The relationship between the two largest economies in Asia has been marred throughout the 20th century due to territorial and political disputes including Taiwanese sovereignty; the invasion of China by Japan in the second world war and Japan’s subsequent refusal to acknowledge the extent of its war crimes; territorial disputes surrounding the Diaoyu/Senkaku Islands and associated fishing rights and energy resources; and Japanese-American security co-operation.
‘My door is always open’: Japanese PM Shinzo Abe tells Beijing he’s ready to talk
Japanese Prime Minister Shinzo Abe has played down recent tensions with China, saying the countries were “inextricably linked” and his door was always open for dialogue.
Tokyo and Beijing have long been at odds over islands in the East China Sea with simmering distrust flaring last week after Japan relaxed restrictions on use of its armed forces in a highly controversial change in military policy.
Abe was in Canberra on Tuesday where he and counterpart Tony Abbott were to sign an agreement on closer defence ties, a move that could further anger China.
In an interview with The Australian newspaper, Abe said he was keen to nurture a mutually beneficial relationship with Beijing, while urging China to play a constructive role in regional security.
“Japan and China are inextricably linked to each other. It is not uncommon for various unresolved issues to exist between neighbouring countries,” he said.
“China is a major country which, together with Japan and Australia, has to play a prominent role in ensuring the peace and prosperity of the Asia-Pacific region.
“It is my strong expectation China will abide by international norms and play a constructive role in dealing with regional issues.
“In accordance with the principle of a mutually beneficial relationship based on common strategic interests, I would like to develop relations with China in a way that keeps a broad perspective.
“My door is always open for dialogue.

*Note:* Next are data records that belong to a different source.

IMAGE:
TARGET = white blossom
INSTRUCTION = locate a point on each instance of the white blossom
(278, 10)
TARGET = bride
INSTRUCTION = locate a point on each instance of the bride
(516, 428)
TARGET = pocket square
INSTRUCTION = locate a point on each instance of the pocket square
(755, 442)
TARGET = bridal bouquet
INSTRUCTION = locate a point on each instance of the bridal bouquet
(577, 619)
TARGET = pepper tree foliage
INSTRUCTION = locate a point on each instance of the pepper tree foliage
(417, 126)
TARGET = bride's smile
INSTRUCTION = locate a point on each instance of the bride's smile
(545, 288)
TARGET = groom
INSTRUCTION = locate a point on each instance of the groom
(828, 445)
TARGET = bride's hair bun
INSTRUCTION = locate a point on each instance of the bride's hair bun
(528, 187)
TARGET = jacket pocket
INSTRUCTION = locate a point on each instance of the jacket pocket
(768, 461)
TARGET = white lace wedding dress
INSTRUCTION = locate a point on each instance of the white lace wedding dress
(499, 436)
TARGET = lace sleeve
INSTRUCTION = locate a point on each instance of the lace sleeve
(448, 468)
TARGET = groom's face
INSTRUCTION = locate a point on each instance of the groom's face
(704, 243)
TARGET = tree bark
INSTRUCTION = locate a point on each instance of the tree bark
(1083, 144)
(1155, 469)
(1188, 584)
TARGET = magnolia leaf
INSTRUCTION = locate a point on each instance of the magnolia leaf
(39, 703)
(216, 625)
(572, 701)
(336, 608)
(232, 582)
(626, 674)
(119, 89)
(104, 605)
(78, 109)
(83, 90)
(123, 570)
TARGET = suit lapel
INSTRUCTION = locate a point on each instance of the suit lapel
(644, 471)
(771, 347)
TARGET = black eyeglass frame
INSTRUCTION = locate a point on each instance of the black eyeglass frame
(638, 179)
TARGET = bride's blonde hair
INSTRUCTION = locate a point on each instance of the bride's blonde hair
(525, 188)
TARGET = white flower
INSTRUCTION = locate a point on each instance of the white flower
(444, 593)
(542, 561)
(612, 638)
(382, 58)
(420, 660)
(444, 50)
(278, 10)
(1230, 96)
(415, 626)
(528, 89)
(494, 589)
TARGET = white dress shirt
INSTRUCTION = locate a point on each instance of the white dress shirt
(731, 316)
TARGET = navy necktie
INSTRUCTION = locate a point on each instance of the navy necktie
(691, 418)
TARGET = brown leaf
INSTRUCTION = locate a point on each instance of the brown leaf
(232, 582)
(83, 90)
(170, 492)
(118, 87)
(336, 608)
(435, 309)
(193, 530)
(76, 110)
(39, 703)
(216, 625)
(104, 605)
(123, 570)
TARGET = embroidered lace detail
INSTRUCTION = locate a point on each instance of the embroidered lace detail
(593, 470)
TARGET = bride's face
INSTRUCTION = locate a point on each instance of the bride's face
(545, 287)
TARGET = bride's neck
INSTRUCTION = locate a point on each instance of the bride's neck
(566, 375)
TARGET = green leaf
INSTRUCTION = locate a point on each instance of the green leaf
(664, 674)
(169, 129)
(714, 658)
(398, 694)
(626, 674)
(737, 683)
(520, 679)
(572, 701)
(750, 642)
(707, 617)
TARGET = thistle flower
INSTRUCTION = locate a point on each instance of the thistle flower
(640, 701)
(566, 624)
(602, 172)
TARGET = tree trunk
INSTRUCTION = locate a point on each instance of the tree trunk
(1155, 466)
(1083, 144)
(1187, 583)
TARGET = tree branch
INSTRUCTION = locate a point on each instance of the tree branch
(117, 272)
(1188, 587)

I sincerely hope that China takes the same approach.”
China last week lashed out at Abe after his cabinet formally endorsed a reinterpretation of a constitutional clause banning the use of armed force except in very narrowly-defined circumstances.
Beijing argued that it could open the door to remilitarisation of a country it considers insufficiently penitent for its actions in the second world war.
Tensions also continue to simmer over the hotly contested Japanese-controlled Senkaku islands in the East China Sea, which China also claims and calls the Diaoyus.
During his visit to Australia, Abe attended a meeting of the cabinet-level National Security Committee in Canberra and addressed parliament, the first Japanese leader to do so.
The two sides will finalise a deal to share defence technology, which could lead to closer cooperation on submarine technology and an increase in joint military training.
Abe said in the interview that Australia and Japan had become “strategic partners through deepening concrete defence cooperation”, as well as through joint peacekeeping efforts, joint military exercises and exchanges of defence leaders.
Abbott also moved to reassure China, saying the two countries’ closer defence ties was “not a partnership against anyone; it’s a partnership for peace, for prosperity and for the rule of law”.
“Our objective is engagement. We both welcome the greater trust and openness in our region that’s exemplified by China’s participation this year’s RimPac naval exercises,” he told parliament.